When they found it inside the cod’s mouth they could hardly retrieve it for the weakness that mirth had put in their fingers.

But now Tormad was busy with the second line. When, after a shout and much fierce hauling, he produced a single little whiting, he could do no more than nod at the dangling fish with helpless good humour.

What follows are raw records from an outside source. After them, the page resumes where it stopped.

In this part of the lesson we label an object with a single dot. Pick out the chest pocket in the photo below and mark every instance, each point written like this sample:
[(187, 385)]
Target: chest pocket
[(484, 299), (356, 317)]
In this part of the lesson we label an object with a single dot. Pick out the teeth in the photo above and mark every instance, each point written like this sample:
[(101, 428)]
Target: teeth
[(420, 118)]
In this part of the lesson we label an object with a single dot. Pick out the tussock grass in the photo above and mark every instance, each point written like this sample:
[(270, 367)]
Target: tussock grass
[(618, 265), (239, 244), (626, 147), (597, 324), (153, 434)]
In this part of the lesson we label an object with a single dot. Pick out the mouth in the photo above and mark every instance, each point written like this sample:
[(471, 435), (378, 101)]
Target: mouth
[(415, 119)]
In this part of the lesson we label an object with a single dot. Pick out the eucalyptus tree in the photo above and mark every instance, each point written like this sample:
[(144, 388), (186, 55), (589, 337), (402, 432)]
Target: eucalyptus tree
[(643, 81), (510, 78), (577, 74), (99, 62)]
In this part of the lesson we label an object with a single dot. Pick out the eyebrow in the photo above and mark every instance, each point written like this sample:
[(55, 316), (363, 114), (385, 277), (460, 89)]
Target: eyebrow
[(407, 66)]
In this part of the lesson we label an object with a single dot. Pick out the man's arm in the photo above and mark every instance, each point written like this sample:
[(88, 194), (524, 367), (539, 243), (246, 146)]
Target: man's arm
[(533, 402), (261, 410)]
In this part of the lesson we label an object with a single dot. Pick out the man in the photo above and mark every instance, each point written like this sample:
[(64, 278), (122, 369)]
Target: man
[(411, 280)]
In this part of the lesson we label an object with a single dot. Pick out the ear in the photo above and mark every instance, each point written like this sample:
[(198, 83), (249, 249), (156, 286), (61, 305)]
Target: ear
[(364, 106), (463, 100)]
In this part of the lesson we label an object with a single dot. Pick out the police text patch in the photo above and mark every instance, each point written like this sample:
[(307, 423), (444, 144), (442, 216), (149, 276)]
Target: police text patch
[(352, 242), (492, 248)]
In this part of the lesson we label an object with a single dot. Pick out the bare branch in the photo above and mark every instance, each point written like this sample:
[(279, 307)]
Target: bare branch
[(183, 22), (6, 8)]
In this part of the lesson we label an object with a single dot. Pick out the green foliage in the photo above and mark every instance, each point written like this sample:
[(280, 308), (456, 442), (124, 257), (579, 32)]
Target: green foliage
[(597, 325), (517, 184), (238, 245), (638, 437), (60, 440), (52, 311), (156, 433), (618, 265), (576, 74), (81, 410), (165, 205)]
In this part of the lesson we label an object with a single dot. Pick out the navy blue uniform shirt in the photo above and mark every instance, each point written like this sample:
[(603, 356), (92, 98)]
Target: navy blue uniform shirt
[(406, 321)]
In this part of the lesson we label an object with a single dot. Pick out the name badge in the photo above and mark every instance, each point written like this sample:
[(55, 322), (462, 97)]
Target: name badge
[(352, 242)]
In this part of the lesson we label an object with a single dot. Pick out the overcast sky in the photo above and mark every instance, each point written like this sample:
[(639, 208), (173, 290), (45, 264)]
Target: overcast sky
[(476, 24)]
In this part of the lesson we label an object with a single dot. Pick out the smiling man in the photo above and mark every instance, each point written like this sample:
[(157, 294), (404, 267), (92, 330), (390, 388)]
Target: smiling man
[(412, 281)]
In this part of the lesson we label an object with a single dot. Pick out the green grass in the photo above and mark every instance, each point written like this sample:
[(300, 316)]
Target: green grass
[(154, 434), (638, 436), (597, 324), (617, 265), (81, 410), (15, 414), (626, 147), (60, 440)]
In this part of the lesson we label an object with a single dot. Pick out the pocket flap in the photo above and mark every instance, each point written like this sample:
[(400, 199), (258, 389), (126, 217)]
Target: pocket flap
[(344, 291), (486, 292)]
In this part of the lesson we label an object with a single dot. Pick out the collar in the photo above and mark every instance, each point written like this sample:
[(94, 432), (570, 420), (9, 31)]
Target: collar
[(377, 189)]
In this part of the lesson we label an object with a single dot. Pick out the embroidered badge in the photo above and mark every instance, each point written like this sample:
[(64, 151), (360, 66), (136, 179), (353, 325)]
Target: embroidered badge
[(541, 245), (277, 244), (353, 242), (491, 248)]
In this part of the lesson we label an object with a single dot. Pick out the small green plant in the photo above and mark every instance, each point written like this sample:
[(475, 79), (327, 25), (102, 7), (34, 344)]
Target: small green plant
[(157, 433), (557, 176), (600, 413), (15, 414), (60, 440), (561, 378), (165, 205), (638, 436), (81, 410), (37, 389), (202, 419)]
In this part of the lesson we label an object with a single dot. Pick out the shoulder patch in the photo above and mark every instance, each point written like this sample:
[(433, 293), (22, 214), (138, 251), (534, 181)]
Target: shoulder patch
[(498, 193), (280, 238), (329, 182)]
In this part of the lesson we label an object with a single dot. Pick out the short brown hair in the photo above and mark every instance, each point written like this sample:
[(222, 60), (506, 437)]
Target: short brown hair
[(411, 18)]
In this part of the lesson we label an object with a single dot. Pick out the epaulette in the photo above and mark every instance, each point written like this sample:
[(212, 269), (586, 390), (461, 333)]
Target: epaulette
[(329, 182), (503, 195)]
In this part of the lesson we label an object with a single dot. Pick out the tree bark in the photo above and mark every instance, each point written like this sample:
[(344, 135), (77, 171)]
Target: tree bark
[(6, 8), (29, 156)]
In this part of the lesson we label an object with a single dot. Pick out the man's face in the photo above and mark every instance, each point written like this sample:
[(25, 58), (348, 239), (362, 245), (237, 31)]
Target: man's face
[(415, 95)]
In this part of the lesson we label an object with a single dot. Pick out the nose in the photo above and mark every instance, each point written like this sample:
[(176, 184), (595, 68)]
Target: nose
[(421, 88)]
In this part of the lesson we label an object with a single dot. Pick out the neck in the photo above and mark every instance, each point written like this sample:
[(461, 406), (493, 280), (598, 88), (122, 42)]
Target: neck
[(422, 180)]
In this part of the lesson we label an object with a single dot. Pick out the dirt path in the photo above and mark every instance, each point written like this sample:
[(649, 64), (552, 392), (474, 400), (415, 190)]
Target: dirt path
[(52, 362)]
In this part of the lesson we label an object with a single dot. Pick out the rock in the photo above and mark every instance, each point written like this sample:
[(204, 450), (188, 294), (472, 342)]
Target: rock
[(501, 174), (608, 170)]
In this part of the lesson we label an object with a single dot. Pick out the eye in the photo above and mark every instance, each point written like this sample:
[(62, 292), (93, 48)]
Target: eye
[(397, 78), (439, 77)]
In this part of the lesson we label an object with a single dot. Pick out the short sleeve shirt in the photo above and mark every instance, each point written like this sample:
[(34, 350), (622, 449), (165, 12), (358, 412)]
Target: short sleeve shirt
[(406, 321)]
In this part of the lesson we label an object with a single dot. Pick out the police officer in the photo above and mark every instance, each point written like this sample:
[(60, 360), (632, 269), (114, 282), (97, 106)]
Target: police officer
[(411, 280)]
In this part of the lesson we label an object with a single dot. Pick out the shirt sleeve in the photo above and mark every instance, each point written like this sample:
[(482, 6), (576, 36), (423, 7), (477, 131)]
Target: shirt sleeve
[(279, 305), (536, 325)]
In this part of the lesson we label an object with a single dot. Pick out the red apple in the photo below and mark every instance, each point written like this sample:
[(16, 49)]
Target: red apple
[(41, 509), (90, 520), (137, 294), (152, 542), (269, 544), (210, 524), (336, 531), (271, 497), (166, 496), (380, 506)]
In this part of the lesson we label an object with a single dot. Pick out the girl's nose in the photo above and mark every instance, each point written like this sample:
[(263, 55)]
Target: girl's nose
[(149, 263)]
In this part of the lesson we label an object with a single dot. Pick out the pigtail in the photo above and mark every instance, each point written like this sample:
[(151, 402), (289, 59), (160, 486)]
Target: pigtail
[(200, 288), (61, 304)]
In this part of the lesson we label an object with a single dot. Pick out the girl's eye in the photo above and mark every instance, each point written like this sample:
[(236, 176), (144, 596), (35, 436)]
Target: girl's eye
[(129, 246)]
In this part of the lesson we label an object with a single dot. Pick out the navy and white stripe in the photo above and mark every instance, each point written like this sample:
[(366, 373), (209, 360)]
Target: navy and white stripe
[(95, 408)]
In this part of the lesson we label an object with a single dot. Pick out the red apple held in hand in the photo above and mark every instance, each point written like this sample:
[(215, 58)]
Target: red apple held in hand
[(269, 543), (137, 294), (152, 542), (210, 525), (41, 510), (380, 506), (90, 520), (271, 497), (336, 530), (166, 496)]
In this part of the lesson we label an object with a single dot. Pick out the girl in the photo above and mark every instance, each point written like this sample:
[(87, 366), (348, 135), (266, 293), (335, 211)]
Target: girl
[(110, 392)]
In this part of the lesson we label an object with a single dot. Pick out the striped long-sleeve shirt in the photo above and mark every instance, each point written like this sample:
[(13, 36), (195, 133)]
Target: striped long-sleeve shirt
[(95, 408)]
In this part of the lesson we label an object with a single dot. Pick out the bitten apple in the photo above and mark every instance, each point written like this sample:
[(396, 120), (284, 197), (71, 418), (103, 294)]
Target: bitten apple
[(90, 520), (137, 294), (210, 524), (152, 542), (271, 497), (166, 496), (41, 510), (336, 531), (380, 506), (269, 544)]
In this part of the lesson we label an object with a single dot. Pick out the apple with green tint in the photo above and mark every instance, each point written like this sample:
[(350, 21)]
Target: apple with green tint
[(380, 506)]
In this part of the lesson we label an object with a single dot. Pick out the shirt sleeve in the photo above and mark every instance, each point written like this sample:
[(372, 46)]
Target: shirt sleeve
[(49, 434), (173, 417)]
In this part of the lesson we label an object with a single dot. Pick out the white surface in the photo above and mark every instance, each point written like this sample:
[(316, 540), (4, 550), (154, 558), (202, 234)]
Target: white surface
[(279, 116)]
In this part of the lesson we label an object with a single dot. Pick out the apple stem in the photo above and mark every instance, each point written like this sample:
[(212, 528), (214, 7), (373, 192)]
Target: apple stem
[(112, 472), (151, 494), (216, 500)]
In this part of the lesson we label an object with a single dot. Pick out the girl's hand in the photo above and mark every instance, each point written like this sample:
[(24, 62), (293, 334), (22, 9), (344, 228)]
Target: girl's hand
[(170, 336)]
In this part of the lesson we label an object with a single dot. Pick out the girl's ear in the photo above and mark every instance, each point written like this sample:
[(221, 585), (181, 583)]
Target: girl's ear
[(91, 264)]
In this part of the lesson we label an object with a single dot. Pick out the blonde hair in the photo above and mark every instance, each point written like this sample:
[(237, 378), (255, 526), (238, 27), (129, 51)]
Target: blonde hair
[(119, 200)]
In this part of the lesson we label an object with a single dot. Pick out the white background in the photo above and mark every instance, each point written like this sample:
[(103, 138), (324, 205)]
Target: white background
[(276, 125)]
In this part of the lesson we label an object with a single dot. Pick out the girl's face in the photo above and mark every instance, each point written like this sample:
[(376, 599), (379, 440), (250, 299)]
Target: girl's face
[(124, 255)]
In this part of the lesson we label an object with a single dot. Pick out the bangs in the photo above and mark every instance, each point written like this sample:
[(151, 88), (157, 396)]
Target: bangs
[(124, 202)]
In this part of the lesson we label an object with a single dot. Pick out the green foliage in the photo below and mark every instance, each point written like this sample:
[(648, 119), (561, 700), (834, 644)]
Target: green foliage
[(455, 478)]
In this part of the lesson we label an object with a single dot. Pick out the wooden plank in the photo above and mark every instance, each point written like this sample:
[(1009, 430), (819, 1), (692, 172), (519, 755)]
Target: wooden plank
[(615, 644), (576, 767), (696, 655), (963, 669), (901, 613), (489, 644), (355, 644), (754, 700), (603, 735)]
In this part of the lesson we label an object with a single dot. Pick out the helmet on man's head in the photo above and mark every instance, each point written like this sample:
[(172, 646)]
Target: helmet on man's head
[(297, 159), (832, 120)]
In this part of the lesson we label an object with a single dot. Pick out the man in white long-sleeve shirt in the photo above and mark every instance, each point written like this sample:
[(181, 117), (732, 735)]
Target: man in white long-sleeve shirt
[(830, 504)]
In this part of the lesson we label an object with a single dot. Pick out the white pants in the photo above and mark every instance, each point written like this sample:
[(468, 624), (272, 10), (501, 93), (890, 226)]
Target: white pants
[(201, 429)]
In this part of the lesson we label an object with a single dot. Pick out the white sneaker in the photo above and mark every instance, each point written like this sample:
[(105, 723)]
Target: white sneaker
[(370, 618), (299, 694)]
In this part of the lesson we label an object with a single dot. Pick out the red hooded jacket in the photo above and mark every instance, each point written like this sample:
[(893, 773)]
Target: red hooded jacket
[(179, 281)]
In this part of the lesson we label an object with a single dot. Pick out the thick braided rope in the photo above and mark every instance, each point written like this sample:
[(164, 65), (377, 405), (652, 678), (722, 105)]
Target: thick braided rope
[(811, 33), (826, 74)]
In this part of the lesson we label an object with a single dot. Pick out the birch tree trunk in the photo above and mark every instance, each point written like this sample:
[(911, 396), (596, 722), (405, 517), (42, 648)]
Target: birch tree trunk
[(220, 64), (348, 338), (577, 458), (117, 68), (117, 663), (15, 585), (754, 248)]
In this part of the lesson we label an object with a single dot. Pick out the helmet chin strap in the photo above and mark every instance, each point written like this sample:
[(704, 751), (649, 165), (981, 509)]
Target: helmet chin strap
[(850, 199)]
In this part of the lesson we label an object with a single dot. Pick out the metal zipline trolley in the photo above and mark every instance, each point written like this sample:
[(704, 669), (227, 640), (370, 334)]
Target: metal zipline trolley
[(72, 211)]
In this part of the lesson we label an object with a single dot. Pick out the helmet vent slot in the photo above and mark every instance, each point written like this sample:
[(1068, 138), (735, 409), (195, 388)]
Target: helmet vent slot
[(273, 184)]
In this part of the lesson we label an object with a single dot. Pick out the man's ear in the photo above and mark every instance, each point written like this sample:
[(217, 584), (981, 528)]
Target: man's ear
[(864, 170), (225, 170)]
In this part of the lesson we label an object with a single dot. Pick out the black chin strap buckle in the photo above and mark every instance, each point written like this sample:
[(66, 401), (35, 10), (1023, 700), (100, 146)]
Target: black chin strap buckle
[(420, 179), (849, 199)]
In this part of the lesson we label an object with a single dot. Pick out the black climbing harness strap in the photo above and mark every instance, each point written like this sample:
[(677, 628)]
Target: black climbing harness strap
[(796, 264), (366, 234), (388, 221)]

They got going in earnest. Whether they caught
anything
in the net or not, here was enough success already to justify a first venture. And presently when a good-sized haddock appeared, and shortly after that a flat fish with beautiful red spots, and then—of all things—a crab, the excitement in that fourteen-foot boat rose very high. But Ronnie failed to land the crab. Just as he was swinging it into the boat, it let go its hold of the bait, fell on the flat of its back on the narrow gunnel, balanced for an instant and tumbled back into the sea. Tormad dived to the shoulder after it, badly rocking the boat, but fortunately for him did no more than touch one of the great claws as it sank beyond reach. Then he caught his oar just as it was slipping from between the pins. What next? They were all laughing and Torquil’s sickness seemed completely cured. Their eyes were bright and very quick. They cautioned one another not to take liberties with the boat, but
whenever
two hands began hauling rapidly, four heads tried to see what was coming up. Each passed a line on after a short spell of fishing. Tormad had a dramatic moment when he struck what he felt was a heavy fish. He swore by Donan’s Seat that it was a monster, the biggest yet. His hooks came up as they had gone down, the baits whole. “I don’t care what you say,” declared Tormad, “that fish was three bushels if he was an ounce.” “Do you think perhaps it may have been the bottom?” asked Ian. “No, nor your own bottom,” said Tormad shortly. “Bottom indeed! Didn’t I feel the jag-jag of his mouth to each side? Man, do you think I don’t know the difference between the
bottom
and a fish’s mouth?” “No, it’s not the bottom,” said
Ronnie. “How do you know?” asked Ian. “Because,” said Ronnie, “the bottom here is hard and clean. I let my sinker lie for a little while on it. That’s how I got the crab. Pull just a little more strongly—just a very little. We don’t want to drift off this spot.”

By the time they saw the boats coming out from the
harbour
mouth they didn’t mind who would inspect their catch. It was a fine evening, with the wind, from the land, inclined to fall. They watched the small fleet with an
increase
of excitement and a certain self-consciousness,
expecting
them to pass close by and in a friendly way call a few sarcastic greetings. “We’ll just answer, off-hand, ‘Oh, about a cran or two.’ Like that,” said Tormad. “Leave it to me.”